Las Vegas 2006: Desert Arrival, Luxor Pyramid, New York‑New York & MGM Atlas | Round‑the‑World Series (2006)

Published on 11 March 2026 at 21:39

As part of the 20th anniversary of my 2006 world journey, this series explores the photographs I captured along the way — the moments, the places, and the stories behind the images now available on my website or by request.

Arriving Over the Red Desert

There are cities that you ease into, and then there is Las Vegas — a place that announces itself long before you touch the ground.

Our approach into Nevada in June 2006 felt like descending onto another planet. After days of coastal light and urban sprawl in Los Angeles, the landscape suddenly shifted into something ancient, sculptural, and impossibly red. From the aircraft window, the desert unfolded in ridges and folds, a geological tapestry carved by time and heat.
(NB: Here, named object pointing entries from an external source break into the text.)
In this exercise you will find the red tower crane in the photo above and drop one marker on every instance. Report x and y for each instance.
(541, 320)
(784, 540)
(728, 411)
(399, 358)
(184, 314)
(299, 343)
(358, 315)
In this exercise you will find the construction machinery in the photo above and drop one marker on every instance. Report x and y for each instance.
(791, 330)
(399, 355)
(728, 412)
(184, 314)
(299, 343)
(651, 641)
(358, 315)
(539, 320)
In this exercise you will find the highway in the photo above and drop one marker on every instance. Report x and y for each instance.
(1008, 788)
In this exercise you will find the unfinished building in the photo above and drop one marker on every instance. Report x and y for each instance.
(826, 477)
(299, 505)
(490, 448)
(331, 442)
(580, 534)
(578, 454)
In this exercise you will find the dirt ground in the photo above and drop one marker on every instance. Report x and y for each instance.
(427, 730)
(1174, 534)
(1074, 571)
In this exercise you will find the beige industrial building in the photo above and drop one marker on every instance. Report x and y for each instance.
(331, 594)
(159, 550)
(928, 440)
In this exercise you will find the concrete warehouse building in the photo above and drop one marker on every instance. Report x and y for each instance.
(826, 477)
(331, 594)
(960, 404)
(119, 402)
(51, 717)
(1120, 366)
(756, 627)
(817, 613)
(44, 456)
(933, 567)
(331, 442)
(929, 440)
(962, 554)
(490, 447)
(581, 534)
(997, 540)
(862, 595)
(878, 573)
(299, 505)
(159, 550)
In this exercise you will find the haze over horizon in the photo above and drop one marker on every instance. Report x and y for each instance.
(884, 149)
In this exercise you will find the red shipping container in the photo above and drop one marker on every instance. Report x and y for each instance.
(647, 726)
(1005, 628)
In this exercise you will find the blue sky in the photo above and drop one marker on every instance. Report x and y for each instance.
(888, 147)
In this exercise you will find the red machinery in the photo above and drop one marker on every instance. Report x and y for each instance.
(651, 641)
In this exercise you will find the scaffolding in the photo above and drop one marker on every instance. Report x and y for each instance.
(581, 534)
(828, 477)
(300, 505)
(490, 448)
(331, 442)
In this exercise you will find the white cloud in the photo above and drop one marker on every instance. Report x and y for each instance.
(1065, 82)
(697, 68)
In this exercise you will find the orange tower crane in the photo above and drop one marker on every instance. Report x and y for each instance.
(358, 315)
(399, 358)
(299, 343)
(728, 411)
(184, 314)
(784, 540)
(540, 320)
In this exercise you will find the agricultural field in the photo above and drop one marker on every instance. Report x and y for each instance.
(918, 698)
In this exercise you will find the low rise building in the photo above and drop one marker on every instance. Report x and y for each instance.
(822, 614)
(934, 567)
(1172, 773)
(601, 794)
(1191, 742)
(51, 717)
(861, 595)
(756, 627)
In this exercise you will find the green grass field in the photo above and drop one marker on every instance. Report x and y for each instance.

That aerial photograph became my first frame of Las Vegas — a reminder that before the neon, before the spectacle, this place is still rooted in the raw, untamed beauty of the American Southwest. The colours were astonishing: deep rust, ochre, and burnt sienna, all glowing under the desert sun. Even now, it remains one of my favourite arrival shots from the entire eight‑week journey.

 

Desert Heat and the Luxor Pool

Stepping off the plane felt like stepping into an oven. It was around 40°C (104°F) — the kind of dry, searing heat that wraps around you and refuses to let go. By midday, sightseeing was out of the question. The only sensible place to be was near water, and for me, that meant the pool at the Luxor Hotel.
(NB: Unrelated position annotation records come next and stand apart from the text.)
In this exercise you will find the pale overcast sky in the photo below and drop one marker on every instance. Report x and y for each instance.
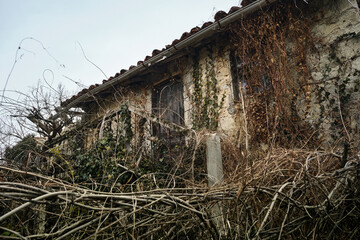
(114, 34)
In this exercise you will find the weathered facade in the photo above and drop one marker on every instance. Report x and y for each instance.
(269, 72)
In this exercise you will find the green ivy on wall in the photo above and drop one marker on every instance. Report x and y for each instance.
(205, 97)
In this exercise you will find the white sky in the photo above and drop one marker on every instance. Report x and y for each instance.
(114, 34)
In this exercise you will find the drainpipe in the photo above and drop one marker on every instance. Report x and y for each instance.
(197, 37)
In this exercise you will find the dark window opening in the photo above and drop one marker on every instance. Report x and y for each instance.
(247, 77)
(168, 106)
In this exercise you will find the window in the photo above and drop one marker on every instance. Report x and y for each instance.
(248, 76)
(168, 106)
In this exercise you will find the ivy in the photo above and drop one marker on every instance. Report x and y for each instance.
(205, 98)
(102, 161)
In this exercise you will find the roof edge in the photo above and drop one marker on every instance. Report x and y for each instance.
(194, 38)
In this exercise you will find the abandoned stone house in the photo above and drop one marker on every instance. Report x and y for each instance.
(268, 71)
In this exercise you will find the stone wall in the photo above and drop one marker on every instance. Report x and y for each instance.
(334, 107)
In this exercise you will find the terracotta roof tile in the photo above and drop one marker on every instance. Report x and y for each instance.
(205, 25)
(233, 9)
(184, 36)
(219, 15)
(155, 52)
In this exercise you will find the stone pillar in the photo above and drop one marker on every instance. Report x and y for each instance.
(214, 160)
(215, 177)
The Luxor’s pyramid is impressive from any angle, but in that fierce desert sun it felt almost otherworldly — a monolithic structure rising from the sand. I remember running around the pool deck, camera in hand, trying to capture the sharp geometry of the pyramid against the brilliant blue sky before retreating back into the water to cool off.
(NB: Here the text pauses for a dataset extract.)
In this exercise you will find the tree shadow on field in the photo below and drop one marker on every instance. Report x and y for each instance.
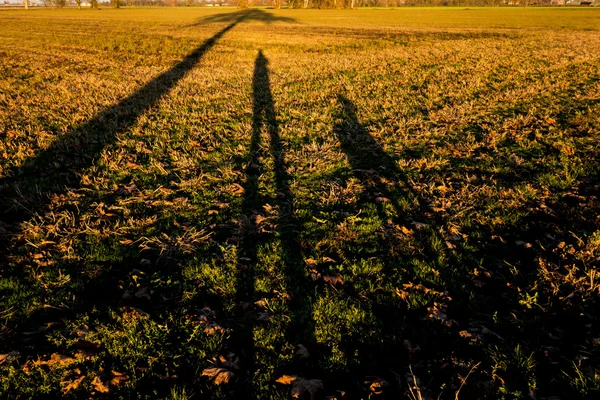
(251, 15)
(258, 231)
(28, 191)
Midday light is rarely a photographer’s friend, but on that day the harsh sun felt right. It captured the truth of the desert: bright, unforgiving, and absolutely alive.

Inside the Pyramid

The surrealism only deepened once inside. The Luxor’s atrium — one of the largest in the world — rose above me like a hollowed‑out monument. The rooms clung to the sloping walls, stacked in a way that made it seem as though gravity had been politely asked to take the day off.

The photograph I captured inside the atrium still makes me smile — the geometry, the scale, the sheer audacity of the design. It still feels like a glimpse into a dream engineered by architects with a flair for the theatrical.

 

A Miniature Manhattan on the Strip

Outside on the Strip, Las Vegas leaned fully into its love of illusion. The New York‑New York Hotel & Casino stood proudly in its miniature Manhattan glory — a playful skyline complete with a scaled‑down Statue of Liberty, the Empire State Building, and the Chrysler Building. And because this is Vegas, a roller coaster wound its way through the façades, looping around skyscrapers as if it were the most natural thing in the world.

The street scene I captured there is pure Las Vegas: taxis, palm trees, neon, and a city that thrives on contradiction.

 

 

Atlas in Gold

The final image from this set — the upward view of the Atlas statue at the MGM — is one that has stayed with me for years. Shot from below, the golden figure rises against the sky, mythic and powerful. In a city built on reinvention, this sculpture felt timeless, a moment of stillness amid the chaos.

 

Looking Back — and Ahead

Las Vegas was our second major stop on this west‑to‑east journey around the world — a journey that began in Los Angeles on 26 June and would eventually carry us across continents before ending in Singapore on 15 August. These images capture the contrasts that defined this first chapter in the desert: the ancient landscape, the blistering heat, the futuristic pyramid, the playful skyline, and the mythic sculpture.